- DATE 2021 became a virtual conference due to the worldwide COVID-19 pandemic (click here for more details)
Taking into consideration the continued erratic development of the worldwide COVID-19 pandemic and the accompanying restrictions of worldwide travelling as well as the safety and health of the DATE community, the Organizing Committees decided to host DATE 2021 as a virtual conference in early February 2021. Unfortunately, the current situation does not allow a face-to-face conference in Grenoble, France.
The Organizing Committees are working intensively to create a virtual conference that gives as much of a real conference atmosphere as possible.

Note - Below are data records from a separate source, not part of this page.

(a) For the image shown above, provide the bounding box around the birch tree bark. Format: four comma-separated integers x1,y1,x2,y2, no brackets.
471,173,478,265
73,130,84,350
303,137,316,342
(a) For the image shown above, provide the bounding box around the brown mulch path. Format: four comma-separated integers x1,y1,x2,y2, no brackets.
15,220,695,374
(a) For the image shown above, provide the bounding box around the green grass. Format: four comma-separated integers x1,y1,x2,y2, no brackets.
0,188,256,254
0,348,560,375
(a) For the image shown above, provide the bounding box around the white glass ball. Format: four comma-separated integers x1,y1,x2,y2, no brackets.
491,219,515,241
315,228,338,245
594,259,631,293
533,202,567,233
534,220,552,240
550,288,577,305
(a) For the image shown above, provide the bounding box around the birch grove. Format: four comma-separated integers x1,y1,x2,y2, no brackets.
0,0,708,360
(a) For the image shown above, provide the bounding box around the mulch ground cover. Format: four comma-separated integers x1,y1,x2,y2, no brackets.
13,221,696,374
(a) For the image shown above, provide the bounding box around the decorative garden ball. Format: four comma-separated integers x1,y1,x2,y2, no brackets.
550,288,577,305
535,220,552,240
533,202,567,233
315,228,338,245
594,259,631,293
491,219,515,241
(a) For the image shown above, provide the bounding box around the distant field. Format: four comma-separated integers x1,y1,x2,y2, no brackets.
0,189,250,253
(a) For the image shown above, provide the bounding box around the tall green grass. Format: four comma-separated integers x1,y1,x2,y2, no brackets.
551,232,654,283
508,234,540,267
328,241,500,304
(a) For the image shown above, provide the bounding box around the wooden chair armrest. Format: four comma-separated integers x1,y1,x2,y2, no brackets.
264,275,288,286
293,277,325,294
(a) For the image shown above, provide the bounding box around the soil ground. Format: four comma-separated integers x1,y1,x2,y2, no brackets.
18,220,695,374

IP3_3 Interactive Presentations
Date: Tuesday, 02 February 2021
Time: 18:30 - 19:00
Interactive Presentations run simultaneously during a 30-minute slot. Additionally, each IP paper is briefly introduced in a one-minute presentation in a corresponding regular session
|IP3_3.1||DOUBLE DQN FOR CHIP-LEVEL SYNTHESIS OF PAPER-BASED DIGITAL MICROFLUIDIC BIOCHIPS
Fang-Chi Wu, Department of Computer Science and Engineering, National Sun Yat-Sen University, TW
Fang-Chi Wu1, Jian-De Li2, Katherine Shu-Min Li1, Sying-Jyan Wang2 and Tsung-Yi Ho3
1National Sun Yat-sen University, TW; 2National Chung Hsing University, TW; 3National Tsing Hua University, TW
Paper-based digital microfluidic biochip (PB-DMFB) technology is one of the most promising solutions in biochemical applications due to the paper substrate. The paper substrate makes PB-DMFBs more portable, cost-effective, and less dependent on manufacturing equipment. However, the single-layer paper substrate, which entangles electrodes, conductive wires, and droplet routing in the same layer, raises challenges to chip-level synthesis of PB-DMFBs. Furthermore, current design automation tools have to address various design issues including manufacturing cost, reliability, and security. Therefore, a more flexible chip-level synthesis method is necessary. In this paper, we propose the first reinforcement learning based chip-level synthesis for PB-DMFBs. Double deep Q-learning networks are adapted for the agent to select and estimate actions, and then we obtain the optimized synthesis results. Experimental results show that the proposed method is not only effective and efficient for chip-level synthesis but also scalable to reliability and security–oriented schemes.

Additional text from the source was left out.